As much as I wanted to walk away from the Golden Globes with only the ring of Oprah’s impassioned speech in my ears (#Oprah2020), when the credits rolled, I sat with solely a sour taste in my mouth.
While hundreds of celebrities donned somber, all-black attire to tell the world that “Time’s Up” on sexual assault in the U.S., I cannot help but hurt thinking that all of this is strictly performative. I understand the statement being made and I understand the reasoning behind it, but what I don’t see is the true and honest yearning to change.
Wearing black to protest sexual assault and then applauding James Franco, someone who admitted to trying to enter into an inappropriate relationship with a 17-year-old, seems cheap to me. It seems as though the protest of many in Hollywood goes only as deep as the fabric they wore that night. The number of people who have worked with and continue to work with Woody Allen and other celebrities (who wore black in solidarity with people suffering due to people just like him), is disgusting. There is something to be said about the lack of true empathy in Hollywood.
For me, the icing on the cake was Gary Oldman accepting an award in his all-black suit and his “Times Up” pin. Gary Oldman, a man who was accused of beating his wife with a telephone. Oldman is an abuser, and the fact that he was celebrated on that night just shows where the hearts of the Golden Globes lie.
The fact that known abusers won awards is not my point. The fact that bad people can be talented is not something I’m disputing. What I find fault with is the celebration of abusers in a community of people who say that they’re committed to stopping people like them.

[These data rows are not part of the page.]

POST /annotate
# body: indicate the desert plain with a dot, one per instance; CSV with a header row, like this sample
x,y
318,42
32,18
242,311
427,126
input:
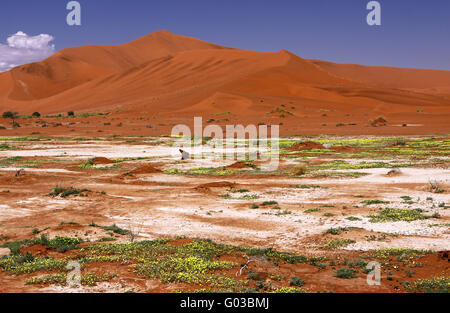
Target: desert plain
x,y
89,173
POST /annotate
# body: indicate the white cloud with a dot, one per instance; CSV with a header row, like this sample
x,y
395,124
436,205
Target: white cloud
x,y
21,49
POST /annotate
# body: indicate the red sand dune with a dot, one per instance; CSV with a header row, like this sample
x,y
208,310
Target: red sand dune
x,y
178,77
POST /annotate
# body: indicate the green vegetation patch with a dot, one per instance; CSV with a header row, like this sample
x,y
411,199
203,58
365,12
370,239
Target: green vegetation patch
x,y
434,285
395,215
89,279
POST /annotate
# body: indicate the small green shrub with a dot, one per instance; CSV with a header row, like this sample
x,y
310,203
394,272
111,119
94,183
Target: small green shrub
x,y
346,273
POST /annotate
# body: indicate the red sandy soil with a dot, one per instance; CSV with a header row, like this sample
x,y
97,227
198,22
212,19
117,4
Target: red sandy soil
x,y
145,169
102,160
162,79
307,145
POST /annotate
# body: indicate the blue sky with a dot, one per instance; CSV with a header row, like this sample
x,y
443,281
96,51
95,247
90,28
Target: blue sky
x,y
414,33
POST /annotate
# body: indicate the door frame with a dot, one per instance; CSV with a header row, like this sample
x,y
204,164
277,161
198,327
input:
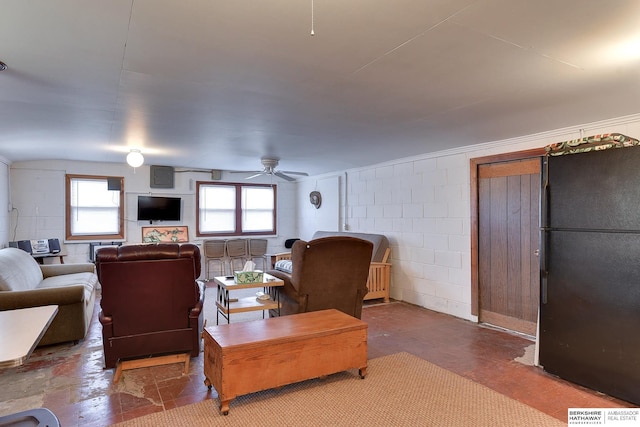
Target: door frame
x,y
475,163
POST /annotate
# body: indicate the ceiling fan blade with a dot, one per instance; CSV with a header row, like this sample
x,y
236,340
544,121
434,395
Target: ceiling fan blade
x,y
283,176
255,175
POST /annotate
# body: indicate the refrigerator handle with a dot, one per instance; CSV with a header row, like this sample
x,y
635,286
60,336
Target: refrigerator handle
x,y
544,229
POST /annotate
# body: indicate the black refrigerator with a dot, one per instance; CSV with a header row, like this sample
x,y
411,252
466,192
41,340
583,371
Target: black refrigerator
x,y
590,270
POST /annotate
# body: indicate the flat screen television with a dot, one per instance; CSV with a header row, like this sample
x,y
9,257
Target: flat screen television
x,y
151,208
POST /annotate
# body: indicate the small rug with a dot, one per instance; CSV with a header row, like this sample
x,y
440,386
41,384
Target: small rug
x,y
399,390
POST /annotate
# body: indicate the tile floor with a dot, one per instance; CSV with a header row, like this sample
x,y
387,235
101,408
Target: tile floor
x,y
70,380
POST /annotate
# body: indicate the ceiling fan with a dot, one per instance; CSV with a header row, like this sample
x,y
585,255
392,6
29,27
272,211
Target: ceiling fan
x,y
270,165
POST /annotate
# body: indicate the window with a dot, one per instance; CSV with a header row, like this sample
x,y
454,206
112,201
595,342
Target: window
x,y
94,207
227,209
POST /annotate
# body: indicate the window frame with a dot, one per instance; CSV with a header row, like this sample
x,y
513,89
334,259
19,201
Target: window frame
x,y
238,209
67,206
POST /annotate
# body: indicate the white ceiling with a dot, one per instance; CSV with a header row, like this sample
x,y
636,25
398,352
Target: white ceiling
x,y
218,84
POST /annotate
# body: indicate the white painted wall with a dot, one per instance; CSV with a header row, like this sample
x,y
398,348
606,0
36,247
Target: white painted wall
x,y
37,195
5,208
422,204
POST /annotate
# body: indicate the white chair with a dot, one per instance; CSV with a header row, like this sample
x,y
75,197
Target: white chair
x,y
237,254
258,252
214,251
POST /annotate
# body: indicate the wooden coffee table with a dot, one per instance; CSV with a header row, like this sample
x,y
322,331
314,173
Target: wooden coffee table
x,y
21,331
246,357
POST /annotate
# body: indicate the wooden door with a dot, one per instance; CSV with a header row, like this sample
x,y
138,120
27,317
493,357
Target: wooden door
x,y
508,243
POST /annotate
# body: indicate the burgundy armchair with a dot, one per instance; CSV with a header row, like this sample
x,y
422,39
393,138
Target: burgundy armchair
x,y
151,300
330,272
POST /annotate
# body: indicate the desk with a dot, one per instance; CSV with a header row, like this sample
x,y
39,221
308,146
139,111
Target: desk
x,y
40,257
21,331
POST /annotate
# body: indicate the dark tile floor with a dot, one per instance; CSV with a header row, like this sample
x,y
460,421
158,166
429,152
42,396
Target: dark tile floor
x,y
70,380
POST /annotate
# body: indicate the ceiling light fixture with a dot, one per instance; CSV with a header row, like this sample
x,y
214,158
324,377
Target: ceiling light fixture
x,y
135,158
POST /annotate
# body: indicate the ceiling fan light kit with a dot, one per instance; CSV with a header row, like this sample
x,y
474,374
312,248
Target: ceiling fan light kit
x,y
270,165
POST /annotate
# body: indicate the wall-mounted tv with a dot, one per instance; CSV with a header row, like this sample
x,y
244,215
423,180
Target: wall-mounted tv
x,y
151,208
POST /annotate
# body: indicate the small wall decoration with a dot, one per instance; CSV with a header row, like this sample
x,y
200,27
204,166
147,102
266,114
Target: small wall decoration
x,y
173,234
315,198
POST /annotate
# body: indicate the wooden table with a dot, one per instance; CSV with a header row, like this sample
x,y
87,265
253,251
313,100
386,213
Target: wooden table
x,y
246,357
226,305
21,331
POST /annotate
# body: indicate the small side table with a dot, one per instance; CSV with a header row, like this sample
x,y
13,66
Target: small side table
x,y
21,331
40,257
226,305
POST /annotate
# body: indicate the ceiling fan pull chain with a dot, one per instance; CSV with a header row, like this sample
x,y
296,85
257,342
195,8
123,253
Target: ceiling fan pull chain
x,y
312,32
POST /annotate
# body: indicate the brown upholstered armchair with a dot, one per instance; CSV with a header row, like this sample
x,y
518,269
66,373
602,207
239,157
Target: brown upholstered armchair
x,y
329,272
151,300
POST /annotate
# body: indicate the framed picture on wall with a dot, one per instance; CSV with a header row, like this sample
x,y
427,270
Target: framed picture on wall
x,y
172,234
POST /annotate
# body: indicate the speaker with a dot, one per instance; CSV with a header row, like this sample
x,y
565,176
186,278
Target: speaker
x,y
114,183
161,176
54,246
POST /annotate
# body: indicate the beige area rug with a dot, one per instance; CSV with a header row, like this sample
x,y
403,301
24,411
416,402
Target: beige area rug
x,y
399,390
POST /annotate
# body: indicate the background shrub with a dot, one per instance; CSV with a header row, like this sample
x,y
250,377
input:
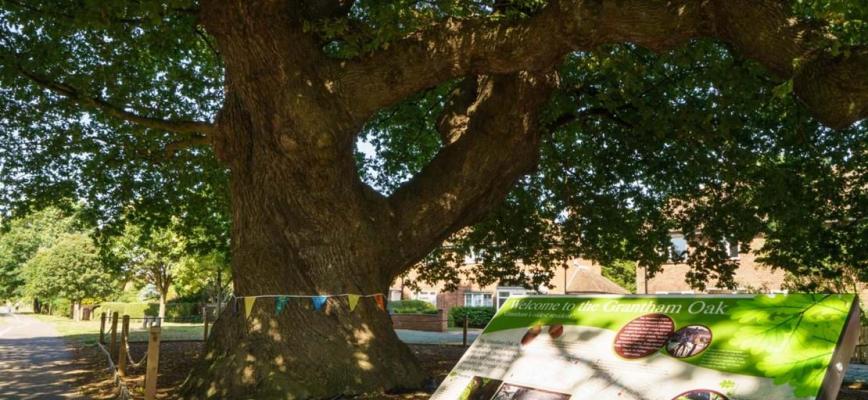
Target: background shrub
x,y
478,317
411,307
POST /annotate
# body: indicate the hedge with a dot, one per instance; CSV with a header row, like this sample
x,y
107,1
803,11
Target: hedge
x,y
411,307
185,311
478,317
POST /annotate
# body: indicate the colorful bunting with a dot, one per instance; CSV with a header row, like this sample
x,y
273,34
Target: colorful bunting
x,y
353,299
248,305
381,301
280,303
318,302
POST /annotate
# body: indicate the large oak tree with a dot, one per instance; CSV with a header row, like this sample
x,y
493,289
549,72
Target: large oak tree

While I realize that many people present that night were outraged about the events brought to light in the media by hundreds of brave women, I still hurt with the weight of what remained unsaid. I truly believe that many people went with righteous intentions, but complacency is inexcusable in this discussion. While we fight for justice and equality among the sexes in this country, I implore us all to remember that time is indeed up. Time is up on complacency and compliance. Time is up on turning a blind eye toward people who hurt other people, regardless of their reasoning. Time is up on hatred. Time is up on letting known abusers talk insincerely about rights for women while we stand idly by, applauding them.